O Google lançou uma utensílio de lucidez sintético voltada para agências governamentais brasileiras, que promete apressar processos e melhorar o serviço para os cidadãos. O pregão da Gemini for Government aconteceu durante o evento Cloud Summit, em São Paulo, nesta quarta (10).
O serviço será aportado no Agentspace, plataforma do Google Cloud que cria sistemas de software autônomos em nome de empresas e funcionários. Serão disponibilizados recursos de pesquisa empresarial, geração de foto e vídeo, NotebookLM (para estudo de dados) e Gemini (assistente de IA).

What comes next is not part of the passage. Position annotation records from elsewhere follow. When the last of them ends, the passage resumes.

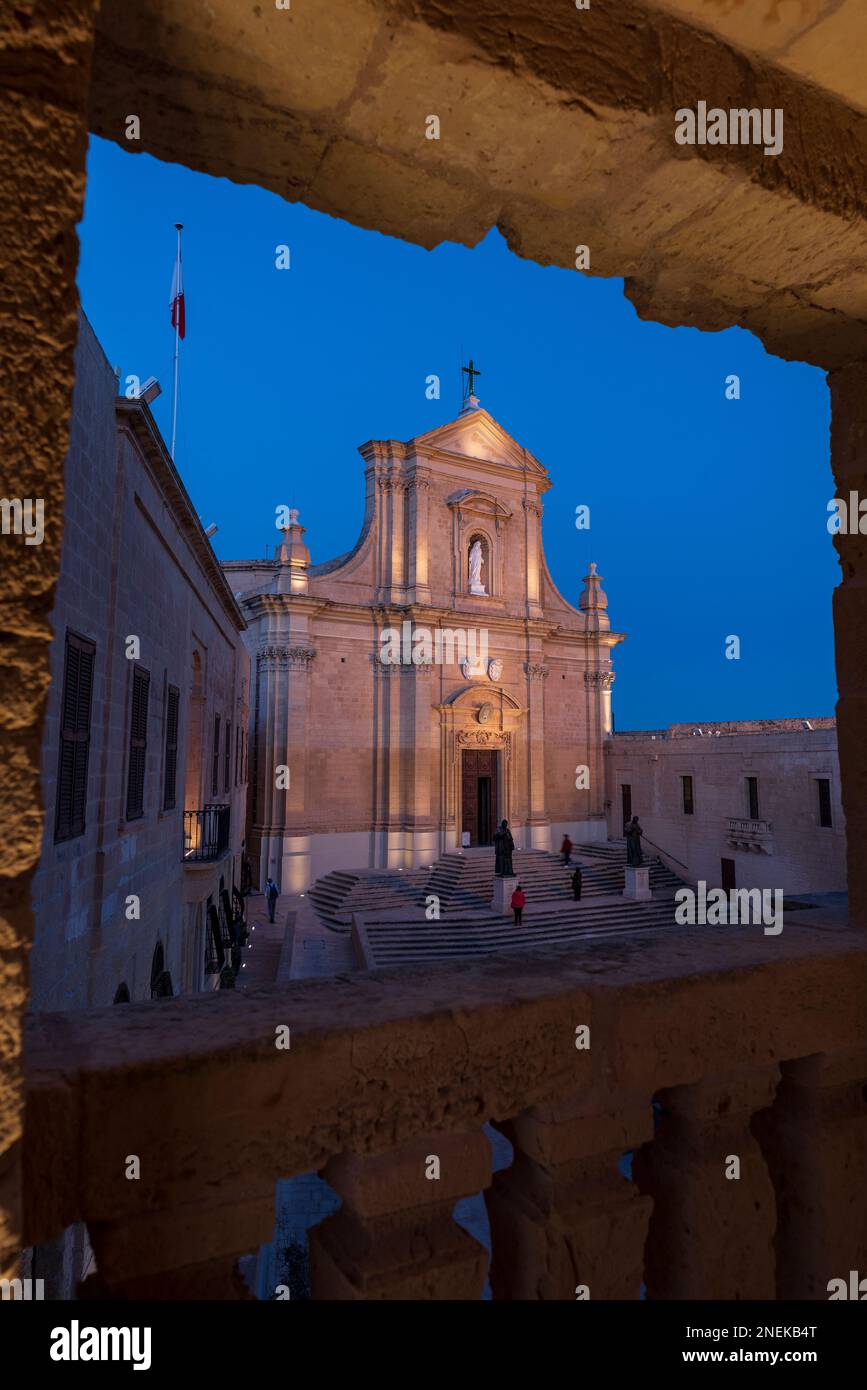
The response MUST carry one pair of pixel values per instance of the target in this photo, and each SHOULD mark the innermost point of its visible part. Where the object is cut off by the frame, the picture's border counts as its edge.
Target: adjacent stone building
(750, 804)
(430, 683)
(145, 747)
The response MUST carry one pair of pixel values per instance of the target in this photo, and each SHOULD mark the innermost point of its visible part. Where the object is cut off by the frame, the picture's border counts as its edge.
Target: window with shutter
(74, 737)
(216, 765)
(172, 706)
(138, 744)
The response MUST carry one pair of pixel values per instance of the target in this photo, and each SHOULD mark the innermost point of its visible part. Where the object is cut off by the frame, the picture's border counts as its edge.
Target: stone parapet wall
(406, 1072)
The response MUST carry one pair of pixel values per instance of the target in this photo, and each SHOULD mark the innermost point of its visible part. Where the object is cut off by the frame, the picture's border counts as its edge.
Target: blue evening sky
(707, 516)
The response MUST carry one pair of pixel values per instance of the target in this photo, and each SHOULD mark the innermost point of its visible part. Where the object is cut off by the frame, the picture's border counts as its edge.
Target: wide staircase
(389, 908)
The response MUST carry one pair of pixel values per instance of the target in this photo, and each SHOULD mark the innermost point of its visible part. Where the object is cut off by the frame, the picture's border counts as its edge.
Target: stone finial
(292, 558)
(593, 599)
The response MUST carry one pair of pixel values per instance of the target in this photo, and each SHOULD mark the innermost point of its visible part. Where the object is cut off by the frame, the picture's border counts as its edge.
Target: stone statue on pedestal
(634, 833)
(503, 845)
(475, 567)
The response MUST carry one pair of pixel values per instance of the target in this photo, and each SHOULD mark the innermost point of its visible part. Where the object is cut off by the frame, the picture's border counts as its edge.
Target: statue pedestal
(503, 890)
(637, 883)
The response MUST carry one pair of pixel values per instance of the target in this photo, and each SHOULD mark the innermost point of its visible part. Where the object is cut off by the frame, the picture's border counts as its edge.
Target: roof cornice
(135, 416)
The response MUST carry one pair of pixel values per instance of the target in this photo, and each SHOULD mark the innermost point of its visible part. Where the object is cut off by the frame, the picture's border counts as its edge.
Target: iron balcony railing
(206, 833)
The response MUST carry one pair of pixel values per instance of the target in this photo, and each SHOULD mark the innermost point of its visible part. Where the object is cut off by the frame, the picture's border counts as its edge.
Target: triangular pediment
(478, 435)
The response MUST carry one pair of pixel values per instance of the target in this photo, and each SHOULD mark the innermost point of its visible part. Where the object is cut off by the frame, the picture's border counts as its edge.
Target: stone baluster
(814, 1141)
(564, 1219)
(712, 1236)
(191, 1251)
(395, 1236)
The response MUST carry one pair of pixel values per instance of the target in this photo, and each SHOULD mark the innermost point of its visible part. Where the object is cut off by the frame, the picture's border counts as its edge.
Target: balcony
(206, 834)
(750, 834)
(720, 1029)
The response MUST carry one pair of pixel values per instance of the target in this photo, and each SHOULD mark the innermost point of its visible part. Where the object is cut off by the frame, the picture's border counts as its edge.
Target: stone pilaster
(532, 533)
(395, 1236)
(564, 1221)
(282, 742)
(538, 820)
(712, 1236)
(418, 506)
(849, 464)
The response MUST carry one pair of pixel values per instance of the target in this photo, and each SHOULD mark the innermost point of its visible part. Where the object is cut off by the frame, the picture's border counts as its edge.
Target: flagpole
(178, 228)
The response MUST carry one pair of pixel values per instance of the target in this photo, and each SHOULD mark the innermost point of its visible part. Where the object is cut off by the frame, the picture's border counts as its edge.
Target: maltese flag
(177, 298)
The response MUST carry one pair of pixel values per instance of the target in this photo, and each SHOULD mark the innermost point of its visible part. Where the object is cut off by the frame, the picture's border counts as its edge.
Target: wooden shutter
(216, 766)
(172, 705)
(74, 737)
(824, 801)
(138, 744)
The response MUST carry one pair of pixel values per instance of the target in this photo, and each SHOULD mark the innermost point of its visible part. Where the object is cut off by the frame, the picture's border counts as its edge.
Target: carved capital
(484, 738)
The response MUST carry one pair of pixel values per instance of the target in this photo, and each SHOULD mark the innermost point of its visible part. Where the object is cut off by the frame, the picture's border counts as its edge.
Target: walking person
(518, 898)
(271, 895)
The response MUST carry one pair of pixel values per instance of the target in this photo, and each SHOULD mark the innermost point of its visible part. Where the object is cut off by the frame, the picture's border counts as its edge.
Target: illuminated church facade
(432, 681)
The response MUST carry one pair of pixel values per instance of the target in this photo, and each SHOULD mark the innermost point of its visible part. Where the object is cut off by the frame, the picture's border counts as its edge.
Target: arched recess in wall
(160, 979)
(486, 569)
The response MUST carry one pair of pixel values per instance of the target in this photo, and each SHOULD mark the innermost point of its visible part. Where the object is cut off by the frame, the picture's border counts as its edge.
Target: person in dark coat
(271, 895)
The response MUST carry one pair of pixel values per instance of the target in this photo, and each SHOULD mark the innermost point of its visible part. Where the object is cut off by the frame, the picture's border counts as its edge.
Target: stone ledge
(200, 1093)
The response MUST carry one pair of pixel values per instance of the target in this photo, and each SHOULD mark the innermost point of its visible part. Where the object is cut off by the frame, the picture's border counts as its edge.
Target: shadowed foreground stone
(386, 1068)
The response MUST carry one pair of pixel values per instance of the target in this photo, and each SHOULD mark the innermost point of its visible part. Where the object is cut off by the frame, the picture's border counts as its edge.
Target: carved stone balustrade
(388, 1068)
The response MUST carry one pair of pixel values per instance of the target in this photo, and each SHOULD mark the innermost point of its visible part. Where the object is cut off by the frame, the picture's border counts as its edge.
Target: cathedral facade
(416, 691)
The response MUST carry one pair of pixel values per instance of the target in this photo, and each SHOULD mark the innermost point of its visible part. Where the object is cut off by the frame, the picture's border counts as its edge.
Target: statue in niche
(503, 845)
(477, 555)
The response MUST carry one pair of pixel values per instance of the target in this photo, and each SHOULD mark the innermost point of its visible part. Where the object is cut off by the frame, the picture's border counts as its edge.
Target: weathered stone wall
(131, 570)
(806, 856)
(45, 60)
(557, 127)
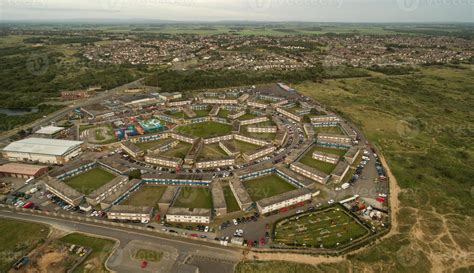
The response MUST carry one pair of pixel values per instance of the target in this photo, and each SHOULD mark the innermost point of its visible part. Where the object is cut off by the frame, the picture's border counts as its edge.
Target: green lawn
(247, 116)
(223, 113)
(148, 255)
(202, 113)
(147, 195)
(211, 151)
(325, 167)
(244, 146)
(205, 129)
(149, 144)
(267, 186)
(339, 152)
(230, 200)
(179, 150)
(90, 180)
(329, 130)
(194, 197)
(101, 249)
(18, 239)
(178, 114)
(316, 229)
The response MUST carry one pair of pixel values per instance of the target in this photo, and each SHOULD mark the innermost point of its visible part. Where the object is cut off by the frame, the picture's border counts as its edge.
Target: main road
(177, 252)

Segundo a empresa, dados governamentais confidenciais serão protegidos por uma infraestrutura de nuvem segura, na qual os órgãos públicos poderão manter informações sensíveis em seus próprios data centers.

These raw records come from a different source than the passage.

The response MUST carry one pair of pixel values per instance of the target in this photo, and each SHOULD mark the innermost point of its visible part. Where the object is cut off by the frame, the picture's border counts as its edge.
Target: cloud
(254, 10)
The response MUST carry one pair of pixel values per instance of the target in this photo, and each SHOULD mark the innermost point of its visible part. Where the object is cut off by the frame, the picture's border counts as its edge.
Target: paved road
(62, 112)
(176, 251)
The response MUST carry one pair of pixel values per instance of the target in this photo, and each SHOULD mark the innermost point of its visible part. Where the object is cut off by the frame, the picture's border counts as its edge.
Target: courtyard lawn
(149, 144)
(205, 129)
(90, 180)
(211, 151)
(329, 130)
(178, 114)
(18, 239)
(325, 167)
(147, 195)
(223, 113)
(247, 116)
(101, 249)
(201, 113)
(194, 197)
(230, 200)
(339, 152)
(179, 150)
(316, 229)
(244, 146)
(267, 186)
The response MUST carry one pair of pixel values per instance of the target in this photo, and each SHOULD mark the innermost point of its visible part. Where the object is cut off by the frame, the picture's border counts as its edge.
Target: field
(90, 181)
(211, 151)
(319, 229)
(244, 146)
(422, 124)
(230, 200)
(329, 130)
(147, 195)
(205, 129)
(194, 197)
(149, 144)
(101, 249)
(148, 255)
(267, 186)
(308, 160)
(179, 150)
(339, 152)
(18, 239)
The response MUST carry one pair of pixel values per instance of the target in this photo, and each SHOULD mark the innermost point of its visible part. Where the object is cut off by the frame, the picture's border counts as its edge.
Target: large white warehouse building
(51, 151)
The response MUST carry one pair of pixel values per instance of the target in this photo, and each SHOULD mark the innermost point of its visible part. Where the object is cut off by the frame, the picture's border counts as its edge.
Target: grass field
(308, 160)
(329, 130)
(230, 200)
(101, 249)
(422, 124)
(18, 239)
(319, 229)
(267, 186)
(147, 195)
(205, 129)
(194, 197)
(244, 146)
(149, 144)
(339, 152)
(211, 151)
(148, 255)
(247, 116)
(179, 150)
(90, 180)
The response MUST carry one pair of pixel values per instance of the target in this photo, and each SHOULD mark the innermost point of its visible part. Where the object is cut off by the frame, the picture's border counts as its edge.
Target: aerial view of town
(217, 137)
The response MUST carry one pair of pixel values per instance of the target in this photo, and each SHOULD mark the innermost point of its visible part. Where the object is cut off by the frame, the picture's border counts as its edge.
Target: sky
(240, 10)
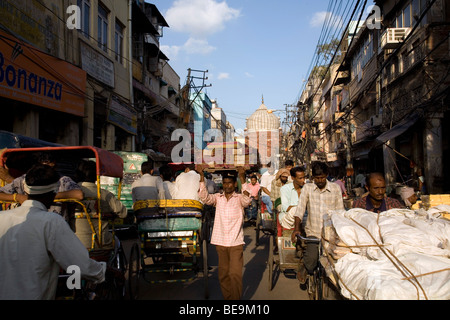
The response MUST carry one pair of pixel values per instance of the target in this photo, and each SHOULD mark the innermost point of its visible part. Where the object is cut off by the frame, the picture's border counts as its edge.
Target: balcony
(392, 37)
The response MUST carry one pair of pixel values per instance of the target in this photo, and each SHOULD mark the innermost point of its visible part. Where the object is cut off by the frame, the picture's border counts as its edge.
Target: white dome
(262, 119)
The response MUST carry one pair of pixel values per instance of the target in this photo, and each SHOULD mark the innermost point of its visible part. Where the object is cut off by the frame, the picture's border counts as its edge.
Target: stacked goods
(397, 254)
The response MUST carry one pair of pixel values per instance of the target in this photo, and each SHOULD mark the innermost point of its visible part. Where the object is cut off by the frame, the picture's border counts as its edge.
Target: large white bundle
(412, 244)
(381, 280)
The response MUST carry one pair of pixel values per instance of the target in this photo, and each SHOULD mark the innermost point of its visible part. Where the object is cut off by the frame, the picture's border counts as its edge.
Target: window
(404, 18)
(102, 28)
(407, 17)
(118, 39)
(85, 7)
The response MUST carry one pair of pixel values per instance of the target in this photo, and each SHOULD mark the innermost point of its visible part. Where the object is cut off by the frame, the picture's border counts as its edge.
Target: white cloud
(171, 51)
(200, 18)
(197, 46)
(191, 46)
(223, 75)
(319, 19)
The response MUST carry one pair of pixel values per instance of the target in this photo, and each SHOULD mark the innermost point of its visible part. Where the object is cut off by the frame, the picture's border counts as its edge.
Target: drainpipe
(130, 62)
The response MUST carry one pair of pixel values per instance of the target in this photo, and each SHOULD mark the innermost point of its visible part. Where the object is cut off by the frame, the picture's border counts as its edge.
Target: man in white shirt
(187, 184)
(316, 199)
(148, 187)
(266, 184)
(169, 187)
(290, 194)
(35, 243)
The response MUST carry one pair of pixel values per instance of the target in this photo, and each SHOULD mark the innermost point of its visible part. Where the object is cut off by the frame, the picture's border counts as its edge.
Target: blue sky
(249, 47)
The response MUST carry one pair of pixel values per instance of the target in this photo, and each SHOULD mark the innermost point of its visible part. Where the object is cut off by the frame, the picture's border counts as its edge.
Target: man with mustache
(376, 200)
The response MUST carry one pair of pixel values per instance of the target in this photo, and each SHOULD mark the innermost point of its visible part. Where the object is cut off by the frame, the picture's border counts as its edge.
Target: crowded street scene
(137, 168)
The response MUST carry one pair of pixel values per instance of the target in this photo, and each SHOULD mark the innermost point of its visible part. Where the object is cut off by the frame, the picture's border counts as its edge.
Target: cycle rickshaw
(284, 258)
(174, 238)
(107, 164)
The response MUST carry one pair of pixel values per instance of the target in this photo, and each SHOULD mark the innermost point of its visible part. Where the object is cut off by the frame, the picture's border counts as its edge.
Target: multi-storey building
(87, 72)
(389, 97)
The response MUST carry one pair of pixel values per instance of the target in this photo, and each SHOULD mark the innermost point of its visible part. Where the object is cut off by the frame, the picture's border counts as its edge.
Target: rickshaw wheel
(205, 267)
(271, 262)
(258, 227)
(133, 272)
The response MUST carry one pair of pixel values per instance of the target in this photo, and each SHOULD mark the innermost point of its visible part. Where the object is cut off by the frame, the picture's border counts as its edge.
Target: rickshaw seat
(280, 228)
(100, 255)
(155, 209)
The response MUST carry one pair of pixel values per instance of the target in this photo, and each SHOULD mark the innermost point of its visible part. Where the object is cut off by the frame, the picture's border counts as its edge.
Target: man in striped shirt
(228, 232)
(316, 198)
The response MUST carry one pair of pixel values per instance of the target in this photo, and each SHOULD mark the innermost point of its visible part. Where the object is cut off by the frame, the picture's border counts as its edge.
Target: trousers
(231, 263)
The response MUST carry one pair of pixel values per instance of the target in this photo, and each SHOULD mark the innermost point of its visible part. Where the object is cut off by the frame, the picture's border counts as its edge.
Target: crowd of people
(39, 230)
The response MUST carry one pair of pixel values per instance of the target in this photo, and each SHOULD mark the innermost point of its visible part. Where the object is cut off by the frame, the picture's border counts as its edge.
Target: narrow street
(255, 278)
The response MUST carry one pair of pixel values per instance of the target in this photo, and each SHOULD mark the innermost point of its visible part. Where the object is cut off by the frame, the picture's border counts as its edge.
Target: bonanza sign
(34, 77)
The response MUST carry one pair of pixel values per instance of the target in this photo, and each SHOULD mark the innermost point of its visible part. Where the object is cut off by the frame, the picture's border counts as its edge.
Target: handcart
(107, 164)
(396, 254)
(174, 240)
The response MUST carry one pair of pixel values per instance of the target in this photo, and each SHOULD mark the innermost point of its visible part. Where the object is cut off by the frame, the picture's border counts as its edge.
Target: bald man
(376, 200)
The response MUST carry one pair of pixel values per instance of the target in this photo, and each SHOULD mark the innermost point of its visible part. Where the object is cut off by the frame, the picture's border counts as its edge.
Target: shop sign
(32, 76)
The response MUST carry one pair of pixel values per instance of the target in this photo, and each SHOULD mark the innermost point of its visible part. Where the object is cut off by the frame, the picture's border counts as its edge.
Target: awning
(154, 51)
(140, 22)
(398, 129)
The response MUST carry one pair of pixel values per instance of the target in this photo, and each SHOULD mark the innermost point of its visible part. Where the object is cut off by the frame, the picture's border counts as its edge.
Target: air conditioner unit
(375, 120)
(392, 37)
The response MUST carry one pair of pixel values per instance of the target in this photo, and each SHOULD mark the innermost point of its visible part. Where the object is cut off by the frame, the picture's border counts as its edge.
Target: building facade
(388, 97)
(87, 72)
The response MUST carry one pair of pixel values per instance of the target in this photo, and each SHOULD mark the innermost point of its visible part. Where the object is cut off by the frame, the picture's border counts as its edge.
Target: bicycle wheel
(133, 272)
(205, 267)
(271, 262)
(258, 227)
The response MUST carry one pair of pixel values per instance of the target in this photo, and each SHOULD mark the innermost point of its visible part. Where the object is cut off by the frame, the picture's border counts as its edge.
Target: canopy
(109, 164)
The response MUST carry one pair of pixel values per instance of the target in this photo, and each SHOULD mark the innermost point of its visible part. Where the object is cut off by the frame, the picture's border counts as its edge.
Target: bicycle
(314, 282)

A big tech também apresentou o Gemini for Education, voltado para universidades brasileiras. O sistema permitirá que instituições acadêmicas utilizem os modelos de IA premium do Google para facilitar pesquisas e outras atividades educacionais, dentro do próprio Workspace for Education.
“Se você estiver retardado para uma reunião, a lucidez sintético pode fazer anotações por você”, explicou o CEO do Google Cloud, Thomas Kurian, durante o evento.
Um levantamento do Google que ouviu líderes de negócios com receita anual superior a US$ 10 milhões observou que os agentes de IA estão sendo implementados, principalmente, nas áreas de marketing (55%), experiência do cliente (54%) e cibersegurança (52%).
Outro lançamento foi a tradução simultânea no Google Meet para o Workspace. O recurso, ainda em tempo de testes, permitirá que clientes empresariais traduzam reuniões quase em tempo real, com preservação da voz e entonação do usuário. Inicialmente, clientes do Brasil poderão transformar do português, espanhol, italiano, gaulês e teuto para o inglês, e vice-versa.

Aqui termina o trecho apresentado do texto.